Are you scared of living a ‘small life’?
The world tells us to go big.
Social media shows us people doing it all.
So we often turn to ‘purpose’ as the answer. The thinking goes that if we can just find our grand, world-changing purpose, our lives will finally have meaning.
But there’s a pattern I'm noticing, both in myself and in the people I walk with.
This search for a big purpose can often come from a place of fear. A quiet, deep-down feeling of not being ‘enough’. A hope that if we can just make some kind of difference, we might finally feel worthy of love and belonging.
But what if we’ve got it the wrong way round?
What if the journey isn’t about finding a ‘grand purpose’, but about living a 'normal' life that is purposeful?
Maybe it’s less about changing the world. More about changing yourself, and how you show up in it.
Less about YOU being the solution. More about finding a solution to be part of.
It’s a quiet shift.
From a lifetime of proving, to a lifetime of serving.
But a profound one.
And it starts from a place of knowing you’re already enough.
There’s a famous story of a cleaner at NASA in the 1960s.

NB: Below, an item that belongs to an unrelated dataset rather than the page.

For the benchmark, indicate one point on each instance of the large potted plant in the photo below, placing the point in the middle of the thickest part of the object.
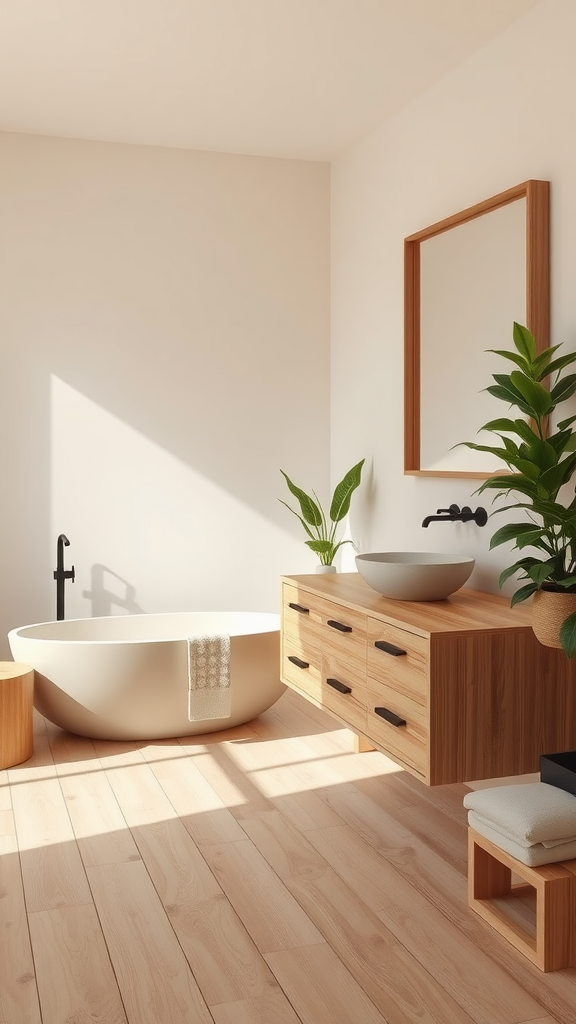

When the President visited and asked him what he was doing, he didn’t say “sweeping the floor.” He said, “I’m helping put a man on the moon.”
He wasn’t driven by recognition. He was grounded in joyful service, knowing that his role was essential.
Service starts from the heart. It's having hope. It’s believing that a better world is possible, and that we all have a role to play — whether big, small, known, or hidden.
So maybe this could be something interesting for us all to contemplate today…
What would change if we chose a lifetime of joyful service, instead of a lifetime of proving?